Kganyago took aggressive action when he raised the repurchase rate by 50 basis points to 6.75%.
The move, he explained, was because of inflation worries caused by the weakening rand, which had depreciated by 15% against the dollar since the Bank's last monetary policy meeting in November.
The rand's fall, as at least three economists have pointed out, was partly as a result of President Jacob Zuma's decision to fire Finance Minister Nhlanhla Nene and replace him with the unknown Des van Rooyen.
"The currency bombed because of Zuma's effect on the currency. I would say that at least 25 of the 50- basis-points rise was because of him," said economist Dawie Roodt.
"You can't say that decision did not affect the rand," said Isaac Matshekgo, adding that, before then, the rand was faring well.
The currency hit a record low of 17.9169 to the dollar on January 11.
Mike Schussler, however, felt that Zuma's role in the interest rate hike was minuscule , saying it had more to do with low commodity prices and volatility in China.
Other economic woes include inflation risks caused by the worst drought in more than a century, which will affect food prices.
Policymakers limited rate increases last year to help support an economy that is expected to expand by only 0.7% this year, the slowest since the 2009 recession, according to the IMF.
Roodt said yesterday's hike was a move in the right direction.
"This guy is doing what he is supposed to do. You can see this by the positive response of the markets after the announcement."
The rand rallied by as much as 1.7% to 16.1529 to the dollar.

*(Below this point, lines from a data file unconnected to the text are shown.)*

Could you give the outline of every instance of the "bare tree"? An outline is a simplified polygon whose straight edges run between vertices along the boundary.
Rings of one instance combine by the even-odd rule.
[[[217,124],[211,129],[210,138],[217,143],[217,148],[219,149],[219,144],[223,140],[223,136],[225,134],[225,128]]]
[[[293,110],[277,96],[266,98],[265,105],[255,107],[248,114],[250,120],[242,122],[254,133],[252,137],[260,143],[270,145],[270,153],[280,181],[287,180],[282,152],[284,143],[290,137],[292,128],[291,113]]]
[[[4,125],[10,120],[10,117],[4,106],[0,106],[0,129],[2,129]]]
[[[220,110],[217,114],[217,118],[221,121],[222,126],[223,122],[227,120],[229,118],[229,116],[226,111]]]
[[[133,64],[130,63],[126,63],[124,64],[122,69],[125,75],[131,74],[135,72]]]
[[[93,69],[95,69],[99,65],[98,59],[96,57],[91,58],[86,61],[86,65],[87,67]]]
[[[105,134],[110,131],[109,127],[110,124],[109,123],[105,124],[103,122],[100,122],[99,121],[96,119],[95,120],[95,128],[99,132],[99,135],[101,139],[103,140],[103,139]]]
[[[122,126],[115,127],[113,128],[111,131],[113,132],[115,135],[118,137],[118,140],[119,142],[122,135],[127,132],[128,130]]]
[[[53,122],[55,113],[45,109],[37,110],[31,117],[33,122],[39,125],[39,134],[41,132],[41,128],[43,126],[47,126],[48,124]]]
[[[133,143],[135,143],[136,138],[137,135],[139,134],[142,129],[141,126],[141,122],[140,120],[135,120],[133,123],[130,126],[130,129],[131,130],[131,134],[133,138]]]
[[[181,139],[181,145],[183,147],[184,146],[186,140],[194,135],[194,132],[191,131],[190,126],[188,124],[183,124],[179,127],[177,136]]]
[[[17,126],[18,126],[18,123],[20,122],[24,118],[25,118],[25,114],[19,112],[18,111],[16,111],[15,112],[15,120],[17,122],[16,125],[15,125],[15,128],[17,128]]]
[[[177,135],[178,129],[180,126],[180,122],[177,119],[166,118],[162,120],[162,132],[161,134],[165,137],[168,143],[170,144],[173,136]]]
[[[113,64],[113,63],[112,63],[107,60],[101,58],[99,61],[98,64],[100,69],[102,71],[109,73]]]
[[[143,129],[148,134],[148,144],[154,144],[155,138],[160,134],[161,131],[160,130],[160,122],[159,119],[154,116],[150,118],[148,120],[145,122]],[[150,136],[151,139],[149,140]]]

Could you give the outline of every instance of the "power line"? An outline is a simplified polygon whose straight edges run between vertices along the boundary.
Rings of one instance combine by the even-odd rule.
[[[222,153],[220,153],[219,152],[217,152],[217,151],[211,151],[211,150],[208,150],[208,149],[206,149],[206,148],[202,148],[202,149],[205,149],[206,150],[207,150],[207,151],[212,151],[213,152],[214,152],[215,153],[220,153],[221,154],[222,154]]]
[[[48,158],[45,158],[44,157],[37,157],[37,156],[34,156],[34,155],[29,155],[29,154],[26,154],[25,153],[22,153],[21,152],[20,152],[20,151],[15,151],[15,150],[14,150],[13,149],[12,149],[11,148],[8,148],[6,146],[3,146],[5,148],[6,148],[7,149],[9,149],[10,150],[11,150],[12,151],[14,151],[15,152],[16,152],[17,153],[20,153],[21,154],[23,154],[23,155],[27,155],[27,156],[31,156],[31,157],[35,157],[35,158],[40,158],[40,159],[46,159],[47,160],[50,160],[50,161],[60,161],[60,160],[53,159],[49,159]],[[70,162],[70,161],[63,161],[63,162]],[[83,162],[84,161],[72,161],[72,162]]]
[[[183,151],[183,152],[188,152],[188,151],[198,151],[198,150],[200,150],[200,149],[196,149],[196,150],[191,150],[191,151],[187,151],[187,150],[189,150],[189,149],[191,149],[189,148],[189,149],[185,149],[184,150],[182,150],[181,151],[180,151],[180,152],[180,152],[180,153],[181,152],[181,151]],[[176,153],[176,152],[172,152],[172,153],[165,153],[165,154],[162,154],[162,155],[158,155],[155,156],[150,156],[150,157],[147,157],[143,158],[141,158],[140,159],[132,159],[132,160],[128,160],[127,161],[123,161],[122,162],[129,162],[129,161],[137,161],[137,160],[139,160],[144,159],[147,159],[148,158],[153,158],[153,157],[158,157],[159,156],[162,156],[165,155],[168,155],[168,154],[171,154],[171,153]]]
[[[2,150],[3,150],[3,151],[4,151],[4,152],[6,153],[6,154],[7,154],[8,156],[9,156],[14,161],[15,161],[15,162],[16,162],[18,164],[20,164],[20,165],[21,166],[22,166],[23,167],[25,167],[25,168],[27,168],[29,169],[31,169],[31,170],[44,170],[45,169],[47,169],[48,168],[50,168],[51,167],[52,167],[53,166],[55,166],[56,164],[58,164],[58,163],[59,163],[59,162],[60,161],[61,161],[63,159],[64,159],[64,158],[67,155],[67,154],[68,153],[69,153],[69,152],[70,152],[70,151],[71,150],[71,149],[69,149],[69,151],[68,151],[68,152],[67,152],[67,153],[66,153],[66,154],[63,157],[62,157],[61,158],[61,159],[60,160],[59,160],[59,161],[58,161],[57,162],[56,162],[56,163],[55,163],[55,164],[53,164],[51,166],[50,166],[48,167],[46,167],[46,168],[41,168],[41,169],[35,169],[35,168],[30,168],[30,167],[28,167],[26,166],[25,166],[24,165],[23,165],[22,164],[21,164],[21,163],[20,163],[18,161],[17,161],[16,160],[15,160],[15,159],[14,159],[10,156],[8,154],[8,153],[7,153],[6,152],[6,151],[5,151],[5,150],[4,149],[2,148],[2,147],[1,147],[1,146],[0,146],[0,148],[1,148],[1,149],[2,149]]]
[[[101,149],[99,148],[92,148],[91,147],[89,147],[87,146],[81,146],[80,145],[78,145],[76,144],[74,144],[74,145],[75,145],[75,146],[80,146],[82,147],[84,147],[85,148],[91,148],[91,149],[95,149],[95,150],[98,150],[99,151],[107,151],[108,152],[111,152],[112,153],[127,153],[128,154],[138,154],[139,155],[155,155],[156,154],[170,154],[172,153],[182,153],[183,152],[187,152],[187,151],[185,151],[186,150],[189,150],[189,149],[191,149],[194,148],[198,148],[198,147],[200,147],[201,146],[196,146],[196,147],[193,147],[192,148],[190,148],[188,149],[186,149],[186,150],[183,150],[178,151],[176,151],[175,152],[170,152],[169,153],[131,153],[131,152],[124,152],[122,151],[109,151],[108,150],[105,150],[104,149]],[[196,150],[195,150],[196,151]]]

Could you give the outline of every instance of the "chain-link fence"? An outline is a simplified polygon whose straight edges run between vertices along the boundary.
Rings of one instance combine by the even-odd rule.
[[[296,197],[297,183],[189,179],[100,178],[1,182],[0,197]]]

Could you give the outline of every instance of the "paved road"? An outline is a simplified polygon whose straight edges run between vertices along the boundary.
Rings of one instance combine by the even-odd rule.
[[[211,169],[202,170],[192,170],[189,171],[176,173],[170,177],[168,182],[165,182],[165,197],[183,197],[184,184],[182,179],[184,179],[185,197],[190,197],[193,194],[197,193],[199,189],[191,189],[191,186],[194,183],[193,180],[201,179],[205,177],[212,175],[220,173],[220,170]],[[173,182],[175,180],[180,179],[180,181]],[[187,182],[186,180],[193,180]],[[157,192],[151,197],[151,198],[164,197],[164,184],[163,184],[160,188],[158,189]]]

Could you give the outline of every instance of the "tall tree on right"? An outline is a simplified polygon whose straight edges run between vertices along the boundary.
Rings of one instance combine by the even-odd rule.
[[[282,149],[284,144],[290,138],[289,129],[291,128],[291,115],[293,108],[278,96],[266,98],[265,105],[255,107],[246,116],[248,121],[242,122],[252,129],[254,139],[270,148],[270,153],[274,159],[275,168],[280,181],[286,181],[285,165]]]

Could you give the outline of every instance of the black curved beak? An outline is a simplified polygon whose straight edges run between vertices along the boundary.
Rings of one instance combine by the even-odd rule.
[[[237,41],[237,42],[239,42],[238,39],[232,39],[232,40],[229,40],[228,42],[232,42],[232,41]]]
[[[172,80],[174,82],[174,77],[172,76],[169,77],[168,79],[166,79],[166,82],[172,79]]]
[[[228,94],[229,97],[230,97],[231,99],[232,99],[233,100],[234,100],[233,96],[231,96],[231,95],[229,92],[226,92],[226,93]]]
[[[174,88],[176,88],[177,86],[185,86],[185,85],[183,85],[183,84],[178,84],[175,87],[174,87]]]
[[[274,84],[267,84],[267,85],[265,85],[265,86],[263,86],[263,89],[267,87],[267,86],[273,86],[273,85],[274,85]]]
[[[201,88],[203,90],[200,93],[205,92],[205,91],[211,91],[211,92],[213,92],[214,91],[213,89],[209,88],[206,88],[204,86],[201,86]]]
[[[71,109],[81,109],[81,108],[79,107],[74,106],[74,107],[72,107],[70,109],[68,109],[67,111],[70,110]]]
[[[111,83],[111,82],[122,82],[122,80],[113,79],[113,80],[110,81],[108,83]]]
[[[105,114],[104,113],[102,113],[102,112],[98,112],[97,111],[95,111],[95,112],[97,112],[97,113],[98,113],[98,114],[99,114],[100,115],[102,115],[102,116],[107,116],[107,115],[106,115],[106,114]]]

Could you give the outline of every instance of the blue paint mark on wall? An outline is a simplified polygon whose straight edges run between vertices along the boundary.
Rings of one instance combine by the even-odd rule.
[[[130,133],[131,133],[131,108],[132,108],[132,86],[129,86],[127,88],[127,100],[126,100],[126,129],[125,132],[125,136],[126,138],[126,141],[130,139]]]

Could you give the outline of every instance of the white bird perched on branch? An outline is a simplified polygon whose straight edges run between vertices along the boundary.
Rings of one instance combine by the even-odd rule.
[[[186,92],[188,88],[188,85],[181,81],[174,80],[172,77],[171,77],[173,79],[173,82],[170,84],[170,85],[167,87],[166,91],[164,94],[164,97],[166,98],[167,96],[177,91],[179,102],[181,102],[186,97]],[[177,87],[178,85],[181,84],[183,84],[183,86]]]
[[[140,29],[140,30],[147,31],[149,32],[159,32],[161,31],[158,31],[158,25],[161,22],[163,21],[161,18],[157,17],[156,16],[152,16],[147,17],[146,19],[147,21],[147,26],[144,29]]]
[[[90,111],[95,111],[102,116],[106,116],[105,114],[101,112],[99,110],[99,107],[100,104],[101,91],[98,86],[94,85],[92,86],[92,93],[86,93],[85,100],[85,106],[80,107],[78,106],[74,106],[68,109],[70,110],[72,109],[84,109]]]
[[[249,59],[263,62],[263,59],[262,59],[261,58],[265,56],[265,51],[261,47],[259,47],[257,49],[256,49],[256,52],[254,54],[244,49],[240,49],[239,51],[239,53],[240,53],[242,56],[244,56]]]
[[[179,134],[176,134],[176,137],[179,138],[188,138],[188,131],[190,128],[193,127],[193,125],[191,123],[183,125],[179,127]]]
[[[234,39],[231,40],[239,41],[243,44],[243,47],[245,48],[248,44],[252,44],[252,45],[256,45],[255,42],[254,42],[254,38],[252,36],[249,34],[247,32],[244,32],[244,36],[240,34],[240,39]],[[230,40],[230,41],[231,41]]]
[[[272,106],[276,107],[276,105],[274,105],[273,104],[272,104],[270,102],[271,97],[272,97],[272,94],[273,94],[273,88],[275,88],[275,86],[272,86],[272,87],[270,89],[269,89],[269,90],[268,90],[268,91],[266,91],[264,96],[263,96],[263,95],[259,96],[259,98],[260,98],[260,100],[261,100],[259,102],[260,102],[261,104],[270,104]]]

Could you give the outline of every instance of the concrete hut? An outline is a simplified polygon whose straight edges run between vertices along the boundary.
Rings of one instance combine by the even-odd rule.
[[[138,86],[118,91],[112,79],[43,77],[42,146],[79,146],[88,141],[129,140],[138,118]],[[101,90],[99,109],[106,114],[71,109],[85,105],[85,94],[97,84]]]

Enoch Godongwana, head of the ANC's economic transformation committee, agreed with Schussler, saying "[Zuma's decision] can't be the reason for the sustained depreciation of the rand".
Matshekgo said that the going would get even tougher before long. But if all went well and there was a good Budget speech, the rand could recover significantly later in the year and there could be an interest rate reversal. But until then consumers would be hurt.
The 50-basis-points increase means an extra R165 a month on a R500 000 bond.
The macroeconomic environment is cause for concern for the City of Johannesburg, which said it "continues to negatively impact on the payment by our customers whose disposable incomes are decreasing".
"In the 2014-2015 financial year, the city achieved a revenue collection rate of 92%," said member of the mayoral committee for finance Geoff Makhubo.
"We continue to intensify our credit control. However, some customers have demonstrated affordability challenges due to, in some instances, the high level of household debt."
A turbulent economy is hurting several sectors, including mining.
Mining companies, battered by the downturn in commodity prices, have told the Department of Mineral Resources of their intention to scale down operations, which could result in 32000 job cuts.
This comes as the industry reels from the shock of Kumba Iron Ore's restructuring of its flagship Sishen mine, which will affect 2633 permanent employees and 1300 contract workers.